Problem: Some 300 candidates make a test using Flex. A test consist of some 100 exercises. After each exercise a .NET service is called to store the result. If a candidate finishes a test, all the data of his/her test is denormalized by Asp.NET. This denormalization can take some cpu and can take 5 to 10 seconds. Now, most of the times, some of the candidates have finished their test earlier than the rest, but still some 200 of them wait until their time is up. At that moment, 200 candidates finish their test and 200 sessions are denormalized at the same time. At this point, server load (cpu) is too high and cause calls to the webserver to go wrong. Now, instead of all these sessions being normalized concurrently, I would like to add them to a queue using MSMQ.
Question:
- How do you process the Queue?
- Do you start a separate thread in the Application_Start of global.asax that listens to the queue? If there are messages, they are dealt one at the time.
- Is it necessary to do this in a separate thread? What if in the global.asax you just call a singleton for instance that starts listening to the queue? In what thread will this singleton run? (what's the thread that calls global.asax)

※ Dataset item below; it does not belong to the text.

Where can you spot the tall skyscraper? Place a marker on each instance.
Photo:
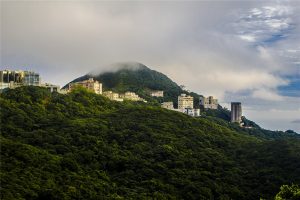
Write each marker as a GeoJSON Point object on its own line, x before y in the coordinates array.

- What are best practices to implement this? Links? Resources? Tutorials? Examples?
- I don't like the idea, but could you put an exe on the root of your website, an exe that starts a process listening to the queue...
- If you get a message out of the queue, do you remove it when you pull it out or do you remove it if denormalization for this session was successful? If you remove it when you pull it out and something goes wrong...
- I could also create my own queue in memory, but restarting the webserver would empty the queue and a lot of sessions would end up not being normalized, so I guess this is really a bad idea.
- Is MSMQ a good choice or are there better alternatives?